Saturday, September 02, 2006
5:21 PM
didn't update for don't know how long.never bother to go and count how many days i have no been blogging.many things happen and going on.bad news have lots than good news but i think i can't even find any good news to say?or maybe should i say i'm back to single,nobody control me and i'm just back to myself and gonna study hard for my N's level for now.happy that i pass my prelim for three subjects only.eoa and maths haven't take yet.next monday and tuesday going back to school though is holiday for everyone but those who take N's or O's level have to go back just to take exams.
bad news is i break up and alot of unexpected things happen.but i decide and choose this decision so i won't regret for what i have done and decide.i choose to be alone for a moment and wants to be myself.thanks for those people who are always there for me no matter where i am,sad or happy.i appreciate for what you guys have been doing for me and i'm very happy to know you guys as my friends,my love.thanks
long stories to say but i still say it out to those which wants to know and thanks for advice too.is better being alone and being independent.i know i can do it and i believe you can do it too and you will do it well.maybe this is not the time but i believe you will get use to it.whoever you are.i believe you will do it when you really wants to do but don't ever regret for what you have decide and going through.if you really regret there's always still hope and a change for you.but of cause not everything u can decide for yourself.but if somethings you really can change than why not just change it?but somethings really do need times to change it.like me!=]]
i willing to take time being alone and see what to do.but i know now i'm going to be alone and like who i like and study hard for my N's level.other than i shall leave it away.
i know i'm torturing alot of people who wants me to give them a chance.but i'm so sorry.especially rayven.what you have done for me i'm very touch.not everything a person can do it.so what i have say to you is not trying to hint you or what.i know that i hurt you by saying i would rather fion to send me to school.but somethings just can't get it right and i'm just stating the fact.if your hearts there,you done it long ago.i didn't blame you for what you never do as the same by what fion did.but i'm still happy that what you have done for me for the past years.i will repay for what i have too.but i guess you get affected by it so maybe i should stop doing those which i shouldn't do and maybe it can make you give up since you want it to be?sometimes i really don't know what to do than is right but i know nobody can do it so well and perfect.sometimes,really feel that i've suffer myself alot because i know what i do,it will happen.stubborn people like me will just makes their life sucks.really think whether know so much things is good anot?feel that being mature is a bad thing.why can't i just be stupid abit and maybe somethings will not happen and i don't have to stress up.

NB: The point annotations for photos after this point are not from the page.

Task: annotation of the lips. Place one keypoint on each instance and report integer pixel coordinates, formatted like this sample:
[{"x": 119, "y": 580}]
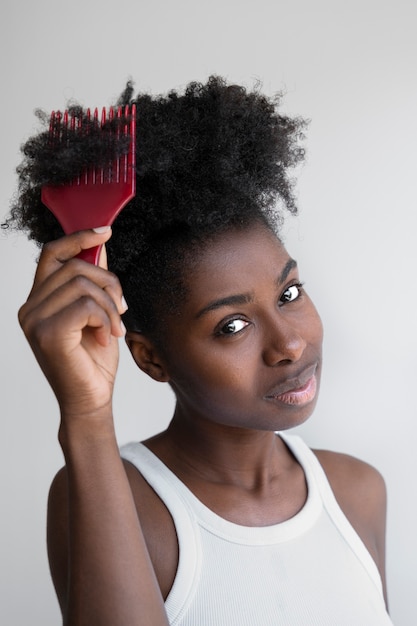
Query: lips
[{"x": 297, "y": 390}]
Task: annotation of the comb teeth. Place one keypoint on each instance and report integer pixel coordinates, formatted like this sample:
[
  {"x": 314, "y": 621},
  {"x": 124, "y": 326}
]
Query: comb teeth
[{"x": 116, "y": 123}]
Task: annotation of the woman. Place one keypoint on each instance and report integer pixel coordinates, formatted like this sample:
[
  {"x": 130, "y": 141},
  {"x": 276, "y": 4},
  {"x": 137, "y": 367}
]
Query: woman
[{"x": 223, "y": 518}]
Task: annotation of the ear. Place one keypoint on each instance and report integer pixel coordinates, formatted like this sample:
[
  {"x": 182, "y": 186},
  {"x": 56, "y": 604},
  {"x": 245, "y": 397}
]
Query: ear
[{"x": 146, "y": 356}]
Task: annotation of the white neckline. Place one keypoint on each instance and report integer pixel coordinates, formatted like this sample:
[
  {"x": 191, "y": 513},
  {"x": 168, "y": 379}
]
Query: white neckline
[{"x": 236, "y": 533}]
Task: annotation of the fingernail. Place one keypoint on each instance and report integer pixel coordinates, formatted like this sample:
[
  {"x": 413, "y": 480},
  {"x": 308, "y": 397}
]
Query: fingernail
[{"x": 101, "y": 229}]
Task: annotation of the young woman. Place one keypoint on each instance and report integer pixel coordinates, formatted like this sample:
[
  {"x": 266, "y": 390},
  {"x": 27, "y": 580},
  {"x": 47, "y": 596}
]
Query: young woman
[{"x": 224, "y": 518}]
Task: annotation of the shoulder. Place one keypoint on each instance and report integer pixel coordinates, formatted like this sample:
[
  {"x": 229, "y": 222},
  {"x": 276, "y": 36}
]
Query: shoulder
[
  {"x": 360, "y": 491},
  {"x": 155, "y": 520},
  {"x": 353, "y": 481}
]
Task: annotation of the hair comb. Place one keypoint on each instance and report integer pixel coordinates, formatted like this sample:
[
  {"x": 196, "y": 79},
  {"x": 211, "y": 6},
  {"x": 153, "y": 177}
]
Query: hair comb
[{"x": 96, "y": 196}]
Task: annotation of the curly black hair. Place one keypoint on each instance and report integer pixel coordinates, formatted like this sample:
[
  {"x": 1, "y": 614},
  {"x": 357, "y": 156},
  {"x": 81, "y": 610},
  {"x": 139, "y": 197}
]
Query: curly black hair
[{"x": 211, "y": 158}]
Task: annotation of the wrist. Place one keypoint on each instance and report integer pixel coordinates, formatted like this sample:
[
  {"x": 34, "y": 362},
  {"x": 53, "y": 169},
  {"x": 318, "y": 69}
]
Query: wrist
[{"x": 86, "y": 430}]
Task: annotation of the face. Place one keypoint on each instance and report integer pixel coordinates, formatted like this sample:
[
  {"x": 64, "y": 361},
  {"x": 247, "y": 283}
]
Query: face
[{"x": 245, "y": 349}]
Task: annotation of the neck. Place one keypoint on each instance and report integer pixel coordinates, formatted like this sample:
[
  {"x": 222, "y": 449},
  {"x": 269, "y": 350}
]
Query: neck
[{"x": 220, "y": 454}]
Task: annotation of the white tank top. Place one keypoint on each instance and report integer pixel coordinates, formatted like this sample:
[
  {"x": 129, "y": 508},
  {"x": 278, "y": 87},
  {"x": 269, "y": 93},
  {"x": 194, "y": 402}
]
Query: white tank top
[{"x": 311, "y": 570}]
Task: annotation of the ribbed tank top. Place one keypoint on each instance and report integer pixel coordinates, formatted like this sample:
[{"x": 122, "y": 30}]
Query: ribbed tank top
[{"x": 311, "y": 570}]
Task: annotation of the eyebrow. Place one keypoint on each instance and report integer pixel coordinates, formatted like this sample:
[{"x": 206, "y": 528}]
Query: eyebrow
[{"x": 245, "y": 298}]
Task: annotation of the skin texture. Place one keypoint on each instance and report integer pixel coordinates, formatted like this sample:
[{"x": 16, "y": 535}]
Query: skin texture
[{"x": 245, "y": 338}]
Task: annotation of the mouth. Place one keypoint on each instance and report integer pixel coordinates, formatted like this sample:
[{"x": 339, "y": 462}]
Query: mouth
[{"x": 296, "y": 391}]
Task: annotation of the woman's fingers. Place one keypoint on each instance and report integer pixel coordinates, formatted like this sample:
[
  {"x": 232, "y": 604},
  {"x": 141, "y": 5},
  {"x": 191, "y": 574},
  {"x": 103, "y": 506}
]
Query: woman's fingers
[
  {"x": 53, "y": 271},
  {"x": 77, "y": 291},
  {"x": 57, "y": 253}
]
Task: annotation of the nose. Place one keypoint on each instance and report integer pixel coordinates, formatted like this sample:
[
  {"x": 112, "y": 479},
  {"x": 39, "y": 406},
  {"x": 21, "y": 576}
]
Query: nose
[{"x": 284, "y": 342}]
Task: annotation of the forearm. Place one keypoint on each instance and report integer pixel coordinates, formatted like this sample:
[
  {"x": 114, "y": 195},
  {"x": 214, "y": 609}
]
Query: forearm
[{"x": 111, "y": 579}]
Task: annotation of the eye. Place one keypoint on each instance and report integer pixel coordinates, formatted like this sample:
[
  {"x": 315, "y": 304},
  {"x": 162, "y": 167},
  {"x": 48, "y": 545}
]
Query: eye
[
  {"x": 232, "y": 327},
  {"x": 291, "y": 293}
]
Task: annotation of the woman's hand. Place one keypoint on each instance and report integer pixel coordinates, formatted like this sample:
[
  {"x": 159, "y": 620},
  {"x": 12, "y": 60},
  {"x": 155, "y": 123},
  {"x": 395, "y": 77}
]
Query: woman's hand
[{"x": 72, "y": 322}]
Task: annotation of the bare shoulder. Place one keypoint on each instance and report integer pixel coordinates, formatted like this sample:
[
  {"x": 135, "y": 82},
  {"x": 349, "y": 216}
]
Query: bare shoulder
[
  {"x": 354, "y": 482},
  {"x": 360, "y": 491},
  {"x": 158, "y": 528},
  {"x": 156, "y": 523}
]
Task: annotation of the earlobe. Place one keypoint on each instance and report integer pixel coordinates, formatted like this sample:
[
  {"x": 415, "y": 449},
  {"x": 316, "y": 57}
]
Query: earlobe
[{"x": 146, "y": 356}]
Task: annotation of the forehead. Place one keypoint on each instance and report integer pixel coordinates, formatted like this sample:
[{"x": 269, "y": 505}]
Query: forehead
[{"x": 235, "y": 262}]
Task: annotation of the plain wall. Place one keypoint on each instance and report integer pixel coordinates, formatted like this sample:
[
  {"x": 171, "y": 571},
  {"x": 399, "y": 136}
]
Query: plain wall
[{"x": 348, "y": 66}]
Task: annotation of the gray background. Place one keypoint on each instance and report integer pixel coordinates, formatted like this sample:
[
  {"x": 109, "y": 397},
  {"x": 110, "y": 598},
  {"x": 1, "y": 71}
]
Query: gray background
[{"x": 351, "y": 68}]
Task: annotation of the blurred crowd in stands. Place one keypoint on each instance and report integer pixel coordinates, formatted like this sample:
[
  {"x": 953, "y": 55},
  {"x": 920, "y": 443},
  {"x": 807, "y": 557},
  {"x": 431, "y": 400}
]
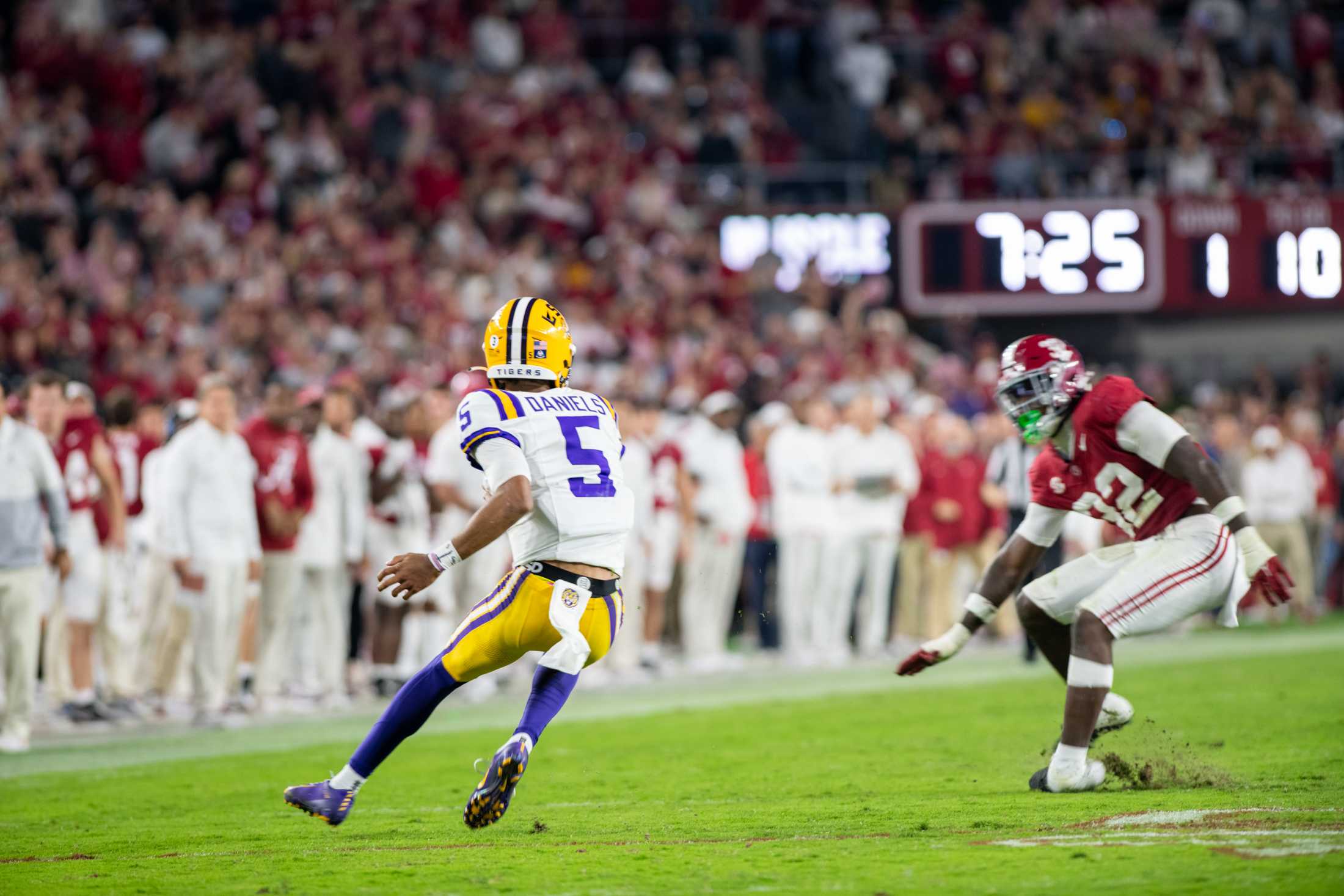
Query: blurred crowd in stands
[{"x": 327, "y": 198}]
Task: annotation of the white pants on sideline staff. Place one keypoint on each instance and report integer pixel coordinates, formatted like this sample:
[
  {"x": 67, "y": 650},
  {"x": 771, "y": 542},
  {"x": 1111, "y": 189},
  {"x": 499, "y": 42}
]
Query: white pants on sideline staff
[
  {"x": 217, "y": 616},
  {"x": 117, "y": 635},
  {"x": 807, "y": 600},
  {"x": 709, "y": 586},
  {"x": 323, "y": 633},
  {"x": 167, "y": 628},
  {"x": 867, "y": 561},
  {"x": 274, "y": 647},
  {"x": 21, "y": 633}
]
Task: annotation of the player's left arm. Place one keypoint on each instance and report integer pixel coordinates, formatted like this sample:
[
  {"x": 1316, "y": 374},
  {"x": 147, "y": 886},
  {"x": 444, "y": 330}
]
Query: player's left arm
[
  {"x": 509, "y": 480},
  {"x": 1163, "y": 442},
  {"x": 105, "y": 468},
  {"x": 1002, "y": 578},
  {"x": 1187, "y": 461}
]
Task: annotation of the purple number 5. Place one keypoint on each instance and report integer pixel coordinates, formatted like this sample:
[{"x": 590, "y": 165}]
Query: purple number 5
[{"x": 580, "y": 456}]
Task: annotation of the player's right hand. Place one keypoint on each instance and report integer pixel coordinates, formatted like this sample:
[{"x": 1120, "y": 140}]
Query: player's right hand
[
  {"x": 1273, "y": 582},
  {"x": 407, "y": 575},
  {"x": 1264, "y": 567},
  {"x": 940, "y": 649},
  {"x": 917, "y": 663}
]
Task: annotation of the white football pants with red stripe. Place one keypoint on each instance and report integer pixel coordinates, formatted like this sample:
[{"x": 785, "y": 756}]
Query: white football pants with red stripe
[{"x": 1190, "y": 567}]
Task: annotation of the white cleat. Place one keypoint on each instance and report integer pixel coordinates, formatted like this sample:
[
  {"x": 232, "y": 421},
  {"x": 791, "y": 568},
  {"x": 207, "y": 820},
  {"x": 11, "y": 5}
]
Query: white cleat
[
  {"x": 1116, "y": 712},
  {"x": 1051, "y": 781}
]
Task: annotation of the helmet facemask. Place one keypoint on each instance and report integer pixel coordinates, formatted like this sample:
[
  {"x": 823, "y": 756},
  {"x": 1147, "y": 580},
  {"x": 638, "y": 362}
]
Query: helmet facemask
[{"x": 1035, "y": 403}]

thanks charlotte,ones use to be my dear and everything.but we are over.i know you are trying to turn things better but guess i think i'm making the things bad.i know you are trying you best not to make me frustrated,i guess i'm still frustrated and nothing much change?i don't know whether will i still want to patch anot.i seriously got think not to repeat the same history with the same person because i find that it will only makes tow person suffer if drags for years like my ex and me.both of us are over and guess she's very happy without me in her life and she have a wonderful stead just in her life and is hers.anyway,if patch things maybe gets better but i choose not too because my heart is not yours and no longer just yours.my heart have someone else and i would rather being alone and stay single and don't want to have any stead for now.if i really have any stead,i know i will hurt the person and never give the person happiness and why not just be friends?nobody can predict the future so i can't too!maybe future do let me choose back the same person if not other people?life is just a game and is depends whether how good can be handle it ourselves.love is always just so weird that do makes people happy and hurt.i find that this age no true love?or should i say that i don't know how to handle my relationship.i should say i'm just too flirt why not just being alone?i would rather be with the person with no status maybe in future?i would wants to be faithful?to the someone i like now but no one else?i know i'm unfaithful!or maybe i'm only faithful to who i start to love?i seriously want to have a relationship that is happy and can really last long.maybe i shall decide this frwenly?hahas =x
anyway,i'm strong so those who are worry for me can don't worry for me so much.i'm just who i am and i never do anything foolish.so don't worry and will meet up you guys some other time.i think i going to stay at home just to study hard.i have been slacking since yesterday when i say i going to chiong for my studies.gosh.what am i doing?i shall not use computer and phone much and i really going to study?will update some other time when i'm free.
L0VE Y0U GUYS S0 MUCH AND THANKS T0 TH0SE WHICH L0VE ME S0 MUCH T00.MUACKS =]]*
anyway,thanks for your explaination and sorry for accusing.treating me for who i am.